Le voleur de fleurs ne meurt peut-être pas lui non plus…
C’est fait, Les caves Byrrh, alias Cave Cusenier ont donné leur accord pour que TDO Editions effectue le lancement du livre de Jean René Augé dans le magasin des caves Byrrh à Thuir. Ce sera le vendredi 26 Juin à 18H30.
Au programme, présentation du livre par l’éditeur, par l’auteur, séance de signatures. Dégustation des vins de la célèbre cave. Un honneur pour TDO et son auteur ! En effet, la cave ne reçoit que 5 événements dans l’année, malgré des sollicitations incessantes. Pour l’occasion plus de 2000 invitations ont été envoyées. La ville de Thuir et le Conseil général sont partenaires de l’événement. Ce devrait être le point d’orgue de la jeune vie d’auteur de Jean René Augé, qui le mérite bien !
En effet, par son style d’écriture singulier, la plume de l’auteur ne laisse personne indifférent. Et que dire de ce dernier roman ; « On ne meurt peut-être pas tous » ? Il s’agit là d’un ouvrage remarquable tant par la qualité de son écriture que par l’histoire qui raconte la vie d’une femme que l’on croyait pourtant catalane depuis toujours, mais dont le destin l’avait emporté du côté du ghetto de Varsovie et des chambres à gaz allemandes !

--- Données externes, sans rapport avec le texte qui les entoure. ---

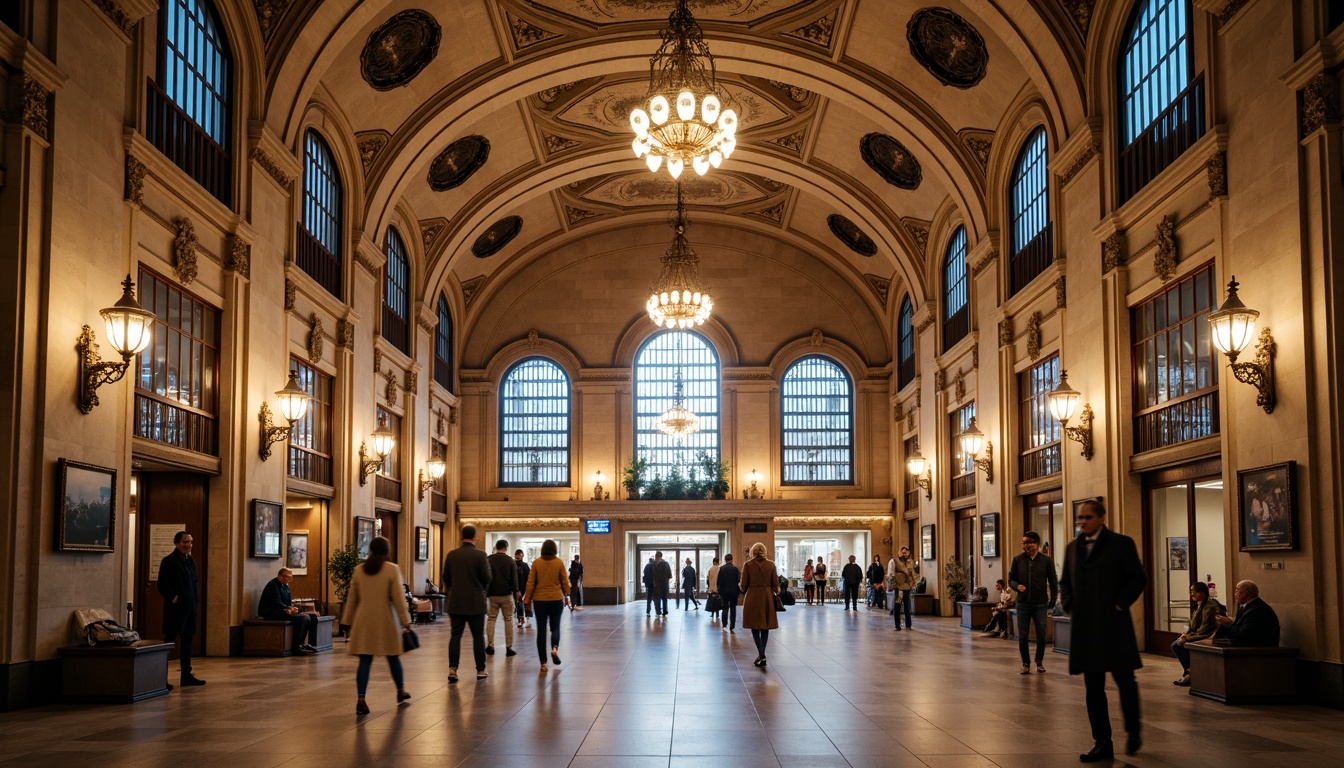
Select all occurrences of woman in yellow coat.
[742,542,780,667]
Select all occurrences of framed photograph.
[56,459,117,551]
[1167,537,1189,570]
[415,526,429,561]
[285,531,308,576]
[980,512,999,557]
[355,516,374,560]
[1236,461,1297,551]
[251,499,285,557]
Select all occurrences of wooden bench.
[56,640,173,703]
[1185,643,1297,703]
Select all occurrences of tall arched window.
[500,358,570,486]
[634,331,719,479]
[896,295,915,389]
[942,227,970,352]
[780,355,853,486]
[434,293,453,391]
[145,0,233,206]
[1117,0,1204,202]
[294,130,341,299]
[383,227,411,354]
[1008,128,1055,293]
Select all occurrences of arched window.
[942,227,970,352]
[780,355,853,486]
[145,0,233,206]
[1008,128,1055,293]
[1118,0,1204,202]
[434,293,453,391]
[896,295,915,389]
[383,227,411,354]
[294,130,341,299]
[500,358,570,486]
[634,331,719,479]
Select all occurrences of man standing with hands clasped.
[1059,499,1148,763]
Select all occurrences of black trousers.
[1083,670,1140,746]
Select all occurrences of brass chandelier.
[630,0,738,179]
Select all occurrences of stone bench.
[1185,643,1297,703]
[56,640,173,703]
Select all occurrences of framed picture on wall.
[56,459,117,551]
[1236,461,1297,551]
[919,523,933,560]
[251,499,284,557]
[980,512,999,557]
[355,516,374,560]
[415,526,429,561]
[285,531,308,576]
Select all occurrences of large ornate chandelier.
[630,0,738,179]
[644,184,714,328]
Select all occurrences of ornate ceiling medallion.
[859,133,923,190]
[827,214,878,256]
[472,217,523,258]
[359,8,442,90]
[906,8,989,89]
[429,136,491,192]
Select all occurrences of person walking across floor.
[741,542,780,667]
[523,539,570,673]
[343,537,411,714]
[485,539,521,656]
[1059,499,1148,763]
[444,526,491,683]
[1008,531,1059,675]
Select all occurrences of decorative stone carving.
[126,152,149,206]
[859,133,923,190]
[1153,217,1176,282]
[359,8,442,90]
[906,8,989,89]
[172,217,200,285]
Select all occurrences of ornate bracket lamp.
[957,417,995,483]
[417,457,448,502]
[75,274,155,413]
[906,448,933,499]
[1208,274,1277,413]
[257,371,312,461]
[359,424,396,486]
[1050,371,1093,461]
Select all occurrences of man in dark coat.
[444,526,491,683]
[1059,499,1148,763]
[157,531,206,690]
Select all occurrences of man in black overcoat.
[1059,499,1148,763]
[157,531,206,689]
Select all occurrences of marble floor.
[0,604,1344,768]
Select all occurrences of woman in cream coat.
[344,537,411,714]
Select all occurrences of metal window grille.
[134,268,219,456]
[383,227,411,354]
[500,358,570,486]
[780,356,853,486]
[634,331,719,479]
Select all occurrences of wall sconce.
[359,422,396,486]
[906,448,933,499]
[1048,371,1093,461]
[75,274,155,413]
[1208,274,1275,413]
[958,417,995,483]
[419,457,448,502]
[257,371,312,461]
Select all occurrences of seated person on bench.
[257,568,317,655]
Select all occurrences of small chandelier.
[644,184,714,328]
[630,0,738,179]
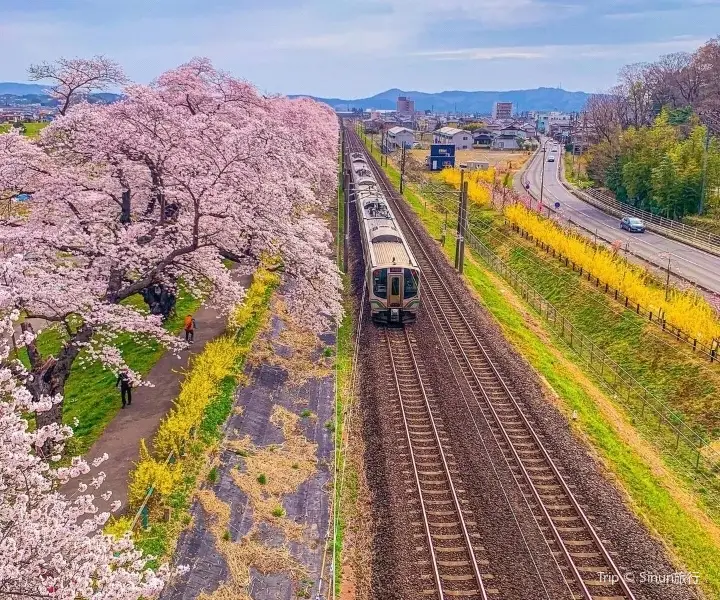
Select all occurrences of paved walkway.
[162,310,335,600]
[62,276,250,515]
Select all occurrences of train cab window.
[403,269,418,300]
[390,277,400,296]
[373,269,387,298]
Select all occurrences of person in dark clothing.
[185,315,195,344]
[115,371,132,408]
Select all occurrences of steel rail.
[348,129,488,600]
[352,126,635,600]
[385,328,487,600]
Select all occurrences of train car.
[350,152,420,323]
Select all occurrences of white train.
[350,152,420,323]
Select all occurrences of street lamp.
[538,140,547,212]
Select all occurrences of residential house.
[385,127,415,150]
[490,126,527,150]
[473,129,495,148]
[434,127,473,150]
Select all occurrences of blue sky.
[0,0,720,98]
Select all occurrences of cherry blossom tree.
[0,59,341,432]
[28,56,127,115]
[0,311,169,600]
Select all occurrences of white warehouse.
[435,127,473,150]
[386,127,415,150]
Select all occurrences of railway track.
[351,127,635,600]
[385,329,488,600]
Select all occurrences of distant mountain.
[0,84,122,107]
[292,87,590,113]
[0,81,48,96]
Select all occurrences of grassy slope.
[362,134,720,597]
[125,274,276,568]
[0,123,48,138]
[20,293,200,455]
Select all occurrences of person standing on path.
[115,369,132,408]
[185,315,195,344]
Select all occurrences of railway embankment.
[358,127,720,597]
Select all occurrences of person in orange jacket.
[185,315,195,344]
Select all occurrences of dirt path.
[62,276,250,515]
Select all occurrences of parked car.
[620,217,645,233]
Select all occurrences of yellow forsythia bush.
[229,269,280,329]
[438,168,495,205]
[138,269,279,462]
[505,204,720,345]
[155,337,243,456]
[128,440,181,504]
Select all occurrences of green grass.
[129,274,275,568]
[464,219,720,438]
[563,152,593,190]
[19,292,200,455]
[366,132,720,598]
[332,145,359,594]
[0,123,49,138]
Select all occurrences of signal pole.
[342,170,350,273]
[455,169,465,271]
[538,140,547,212]
[458,181,468,275]
[698,125,710,215]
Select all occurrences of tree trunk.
[22,323,93,456]
[140,283,177,321]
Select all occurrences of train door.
[388,269,403,322]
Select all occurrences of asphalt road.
[526,143,720,294]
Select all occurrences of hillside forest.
[583,36,720,219]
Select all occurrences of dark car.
[620,217,645,233]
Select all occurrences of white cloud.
[414,36,705,61]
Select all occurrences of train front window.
[390,277,400,296]
[403,269,418,300]
[373,269,387,298]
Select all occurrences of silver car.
[620,217,645,233]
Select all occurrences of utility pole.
[458,181,468,275]
[342,170,350,273]
[698,125,710,215]
[538,141,547,213]
[455,169,465,270]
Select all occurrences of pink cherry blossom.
[0,59,342,426]
[0,316,170,600]
[28,56,126,115]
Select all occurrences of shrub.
[208,467,217,483]
[128,440,181,505]
[505,204,720,345]
[122,269,279,552]
[438,168,495,205]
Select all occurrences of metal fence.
[563,182,720,256]
[511,224,720,362]
[465,220,720,489]
[414,175,720,497]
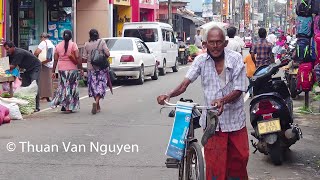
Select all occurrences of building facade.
[132,0,159,22]
[5,0,109,51]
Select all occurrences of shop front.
[110,0,132,37]
[7,0,75,51]
[132,0,159,22]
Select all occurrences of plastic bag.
[0,97,29,105]
[0,101,23,120]
[15,81,38,97]
[2,78,22,92]
[15,94,36,115]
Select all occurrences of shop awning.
[181,15,205,26]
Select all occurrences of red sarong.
[204,128,249,180]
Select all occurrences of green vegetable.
[1,92,10,98]
[189,45,199,55]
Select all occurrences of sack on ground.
[15,81,38,97]
[0,101,23,120]
[297,62,316,92]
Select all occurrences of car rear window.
[106,39,133,51]
[124,29,159,42]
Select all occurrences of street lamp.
[276,0,288,32]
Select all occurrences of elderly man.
[157,26,249,180]
[3,41,41,112]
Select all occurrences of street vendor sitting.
[3,41,41,112]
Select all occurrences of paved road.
[0,51,320,180]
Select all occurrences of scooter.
[249,55,302,165]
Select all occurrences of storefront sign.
[244,3,250,26]
[140,0,154,5]
[113,0,130,6]
[202,0,213,17]
[221,0,229,16]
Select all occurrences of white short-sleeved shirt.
[38,40,55,68]
[186,49,247,132]
[227,38,241,53]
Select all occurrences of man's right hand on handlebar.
[157,95,170,105]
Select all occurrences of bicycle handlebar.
[164,101,217,111]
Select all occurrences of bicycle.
[161,99,218,180]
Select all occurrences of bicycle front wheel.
[186,142,205,180]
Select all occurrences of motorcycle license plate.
[258,119,281,135]
[108,57,112,64]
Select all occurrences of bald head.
[203,25,227,41]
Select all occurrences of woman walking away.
[51,30,83,113]
[83,29,111,114]
[34,33,55,102]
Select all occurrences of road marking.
[38,86,123,113]
[179,66,190,70]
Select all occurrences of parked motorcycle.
[249,55,302,165]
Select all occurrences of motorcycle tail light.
[252,99,280,118]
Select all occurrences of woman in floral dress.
[51,30,83,113]
[83,29,110,114]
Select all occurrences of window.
[161,29,166,41]
[166,30,171,42]
[124,29,159,42]
[141,42,150,54]
[106,39,133,51]
[136,41,147,53]
[171,32,177,43]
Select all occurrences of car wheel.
[159,60,167,76]
[137,65,144,85]
[151,66,159,80]
[172,60,179,72]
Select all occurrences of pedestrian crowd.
[4,29,112,114]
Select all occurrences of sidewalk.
[293,92,320,174]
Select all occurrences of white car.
[103,37,159,84]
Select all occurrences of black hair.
[63,30,72,54]
[3,41,16,48]
[89,29,99,42]
[227,27,237,38]
[258,28,267,38]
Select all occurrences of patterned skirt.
[51,70,80,111]
[88,69,108,98]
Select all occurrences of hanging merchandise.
[296,0,312,17]
[310,38,317,62]
[313,15,320,35]
[296,16,312,37]
[311,0,320,15]
[295,38,310,63]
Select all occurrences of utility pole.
[168,0,172,26]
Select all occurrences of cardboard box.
[166,101,194,160]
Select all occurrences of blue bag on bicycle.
[166,101,194,160]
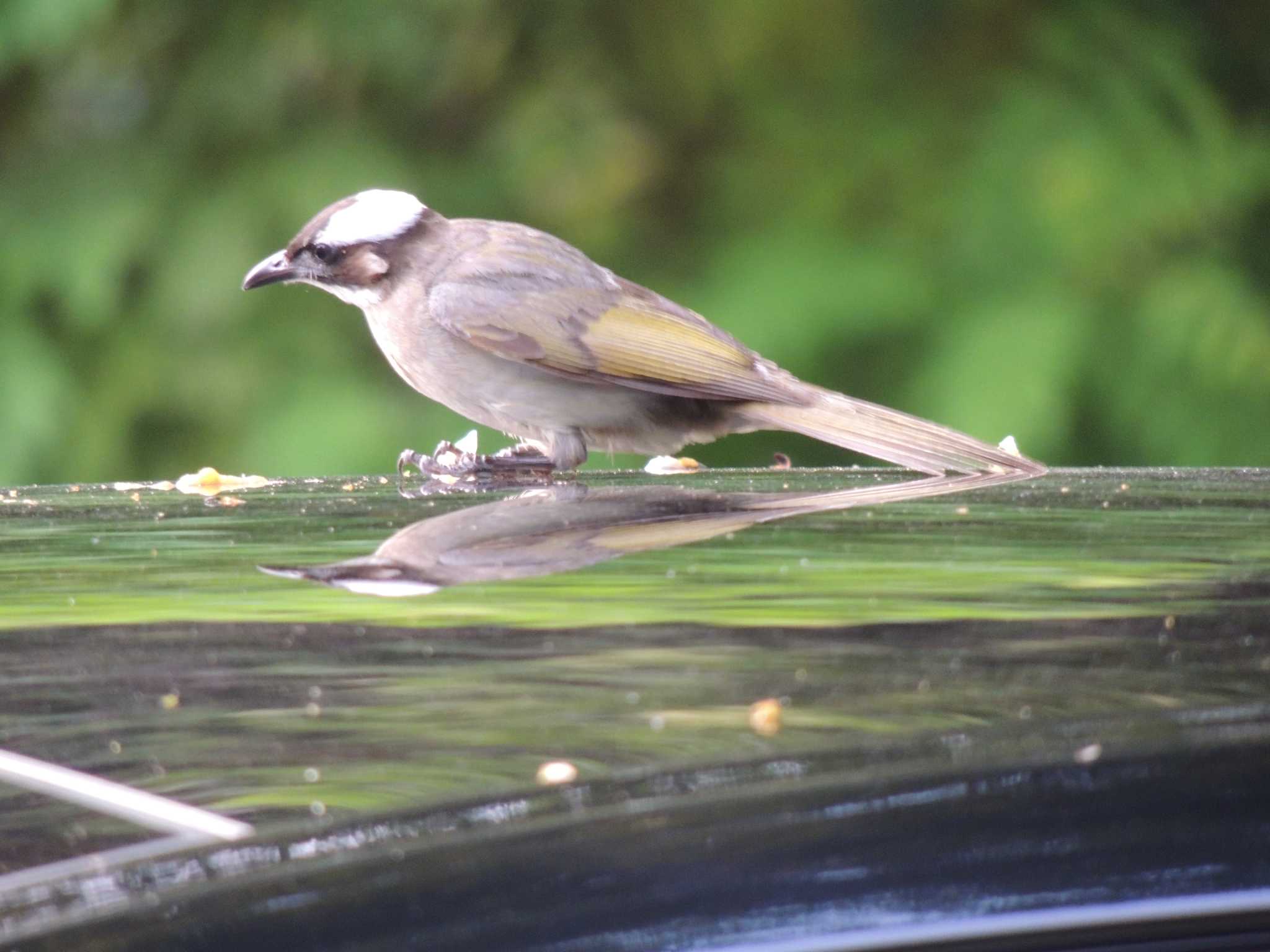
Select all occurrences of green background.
[0,0,1270,483]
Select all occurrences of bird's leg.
[482,442,555,470]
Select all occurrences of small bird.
[242,189,1046,475]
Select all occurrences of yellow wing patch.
[582,305,755,385]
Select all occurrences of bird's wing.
[428,226,804,403]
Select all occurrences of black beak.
[242,250,300,291]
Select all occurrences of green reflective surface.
[0,470,1270,872]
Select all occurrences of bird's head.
[242,189,434,309]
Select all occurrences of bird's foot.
[397,441,555,487]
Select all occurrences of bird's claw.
[397,439,555,485]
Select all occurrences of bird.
[242,188,1046,476]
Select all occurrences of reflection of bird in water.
[260,472,1031,596]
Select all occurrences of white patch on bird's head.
[314,188,427,247]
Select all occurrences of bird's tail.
[737,385,1046,476]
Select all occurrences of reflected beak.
[242,250,300,291]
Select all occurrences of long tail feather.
[738,385,1046,476]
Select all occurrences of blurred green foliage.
[0,0,1270,483]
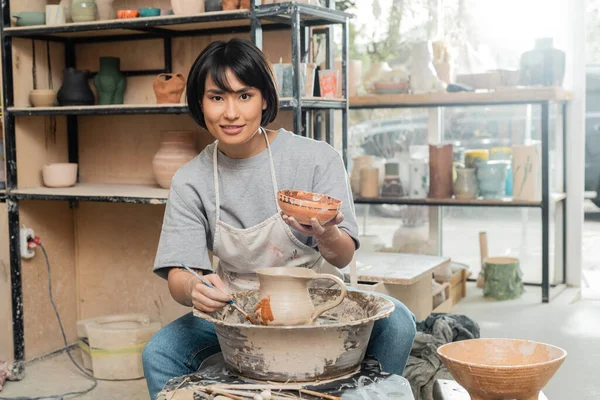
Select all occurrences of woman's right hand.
[188,274,232,313]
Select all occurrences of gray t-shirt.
[154,129,359,278]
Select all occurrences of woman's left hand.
[281,211,344,240]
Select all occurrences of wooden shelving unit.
[0,0,351,361]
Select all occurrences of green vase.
[94,57,127,105]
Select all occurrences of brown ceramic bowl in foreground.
[438,339,567,400]
[277,190,342,225]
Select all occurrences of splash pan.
[194,288,394,382]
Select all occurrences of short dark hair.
[186,38,279,129]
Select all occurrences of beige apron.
[213,128,343,291]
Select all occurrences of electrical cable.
[0,241,98,400]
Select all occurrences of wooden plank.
[77,202,189,325]
[13,183,169,202]
[344,250,450,286]
[19,201,77,360]
[350,87,572,108]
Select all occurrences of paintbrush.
[181,264,254,324]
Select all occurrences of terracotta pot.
[428,144,454,199]
[277,190,342,225]
[42,163,77,188]
[153,74,185,104]
[437,339,567,400]
[171,0,204,15]
[152,131,198,189]
[254,267,346,326]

Article de l’Indépendant : Interview à paraître :
S’il est un style d’écriture atypique dans le département, c’est à la plume de Jean René Augé qu’on le doit. Il est l’auteur des images et des mots. En effet, chaque phrase, chaque mot est pesé, calibré, il règne dans son texte une soigneuse harmonie où l’esprit des choses et des personnages n’est jamais loin, toujours à portée de notre esprit. On vit et l’on respire au fil des phrases qui coulent comme des torrents chargés d’énergie. Il s’était fait connaître avec la publication de son premier roman, « Taïeb de Trouillas, le voleur de fleurs » qui avait obtenu le Grand Prix des écrivains Roussillonnais en 2006. Il réitère, une fois de plus chez Tdo Editions avec le roman intitulé : « On ne meurt peut-être pas tous ». Et si la shoah, thème central du livre, pourtant traité des centaines de fois, pouvait s’avérer un piège délicat à relever, Jean René Augé s’en sort de façon magistrale, signant là un écrit bouleversant, loin justement de tous les clichés. D’ailleurs l’histoire ne se noue t-elle pas à Thuir, où l’héroïne est une journaliste de l’Indépendant en quête de vérité ?
- Qu’est ce qui vous a donné envie d’écrire sur le Ghetto de Varsovie ?
Six millions de personnes on été exterminées dans les camps de concentration ce qui veut dire, une personne chaque 20 secondes pendant cinq ans. Sans interruption. Il y a de quoi se poser des questions sur l’homme. Je suis obsédé par cette période de notre histoire. Comment ont-ils pu faire ça ?… Des femmes et des enfants… Pendant que je vous parle, une vingtaine de personnes auraient été tuées…
– Pourquoi mettre en scène cette histoire à Thuir ? Que représente Thuir pour vous ?
J’aime Thuir. Il me semble que c’est une ville où la culture a trouvé sa place. La médiathèque bien sûr, mais aussi les sculptures, le théâtre, la musique ou la danse. Rien ne manque. Et puis, Thuir, c’est aussi la capitale de l’Aspres, cette terre que j’ai choisie et sur laquelle, avec ma femme, nous avons construit notre vie.
La lancement officiel du roman de Jean-René Augé aura lieu justement à Thuir, ce vendredi 26 Juin à 18H30 à la cave Cusenier (Byrrh). Dégustation de livres et de vins au programme.